In terms of base models, Zhou Feng said that large models can not only shorten the development cycle of each specific application and reduce the required human investment, but also get better application results based on the reasoning, common sense and writing capabilities of large models. Therefore, large models can become a grand unified base model for AI application development, which is a one-two punch and a new paradigm that deserves to be strongly promoted.

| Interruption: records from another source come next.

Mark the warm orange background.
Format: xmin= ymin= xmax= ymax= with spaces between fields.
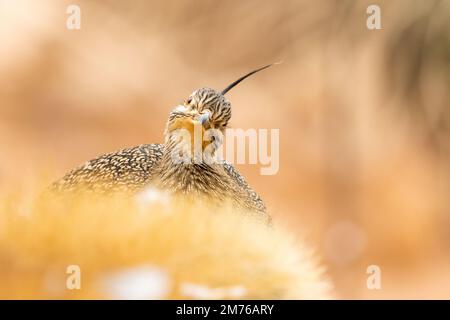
xmin=0 ymin=0 xmax=450 ymax=298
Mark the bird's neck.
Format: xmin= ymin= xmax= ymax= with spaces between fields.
xmin=158 ymin=141 xmax=230 ymax=198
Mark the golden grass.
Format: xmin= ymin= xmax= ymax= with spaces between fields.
xmin=0 ymin=189 xmax=330 ymax=299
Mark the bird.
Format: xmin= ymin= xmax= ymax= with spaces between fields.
xmin=51 ymin=64 xmax=273 ymax=223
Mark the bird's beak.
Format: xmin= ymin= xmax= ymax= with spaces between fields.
xmin=198 ymin=110 xmax=211 ymax=125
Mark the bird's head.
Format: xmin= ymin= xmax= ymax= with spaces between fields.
xmin=165 ymin=65 xmax=271 ymax=162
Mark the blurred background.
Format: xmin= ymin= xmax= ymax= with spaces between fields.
xmin=0 ymin=0 xmax=450 ymax=299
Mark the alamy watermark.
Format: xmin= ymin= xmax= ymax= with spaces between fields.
xmin=167 ymin=123 xmax=280 ymax=175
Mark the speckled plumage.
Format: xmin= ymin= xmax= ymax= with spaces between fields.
xmin=52 ymin=79 xmax=270 ymax=221
xmin=52 ymin=144 xmax=266 ymax=215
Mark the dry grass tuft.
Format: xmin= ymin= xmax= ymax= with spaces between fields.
xmin=0 ymin=189 xmax=330 ymax=299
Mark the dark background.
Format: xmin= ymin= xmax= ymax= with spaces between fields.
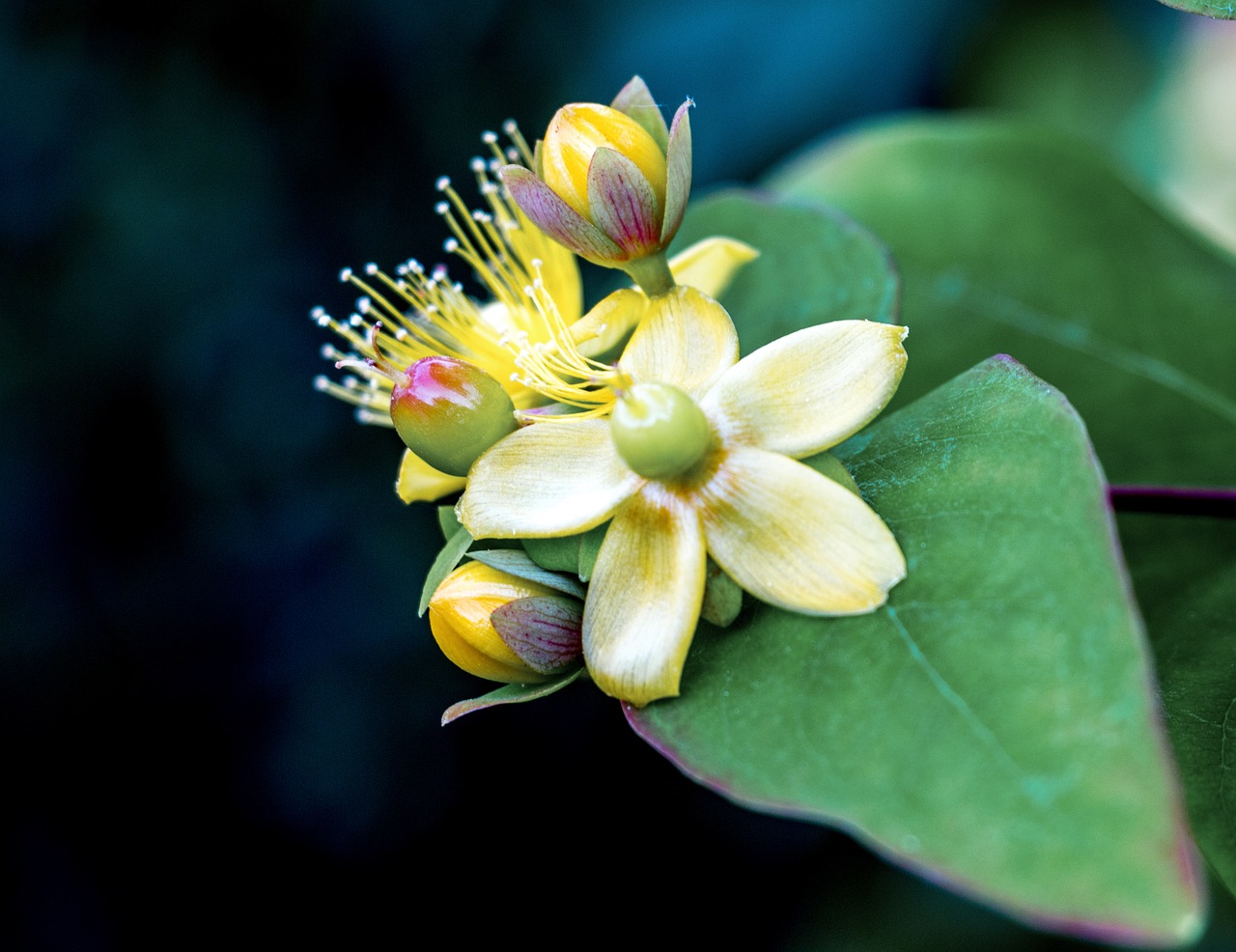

The opportunity to make the large language model really explode this round is ChatGPT, which is based on conversational chat. Zhou Feng said that although there were various problems with previous chatbots, the emergence of the large language model once again allows chatbots as an interaction model to be re-imagined. The future may see the emergence of many similar projects that allow assistants to perform various specific tasks in a conversational format.

"These three capabilities have been widely discussed in academia and are even considered common sense, but lack sufficient attention in industry and product teams." According to Zhou Feng, "The characteristics of these big model technologies have changed the way we think about business and product planning, and will change the economic model of many products. Therefore, product managers and business leaders need to pay more attention to and think deeply about the application scenarios of these new capabilities."

Yu Kai also believes that in this technical change, in addition to the technical level of the parameter magnitude, the resource level of algorithms, computing power, data, talent funding and other discussions, more attention needs to be paid to, in addition to the large language model, other things related to the artificial intelligence system.

These would include the understanding of language, the understanding of conversational AI, and the understanding of multimodal AI. These are not just questions of algorithms alone, but also about business, training strategies, and understanding of the technical journey of AI.

AI big models are mushrooming, and there is no "perfect answer" for task performance testing.

According to the statistics of Minsheng Securities, there are more than 30 big models in China, and the industry is like a scene of "100 model war".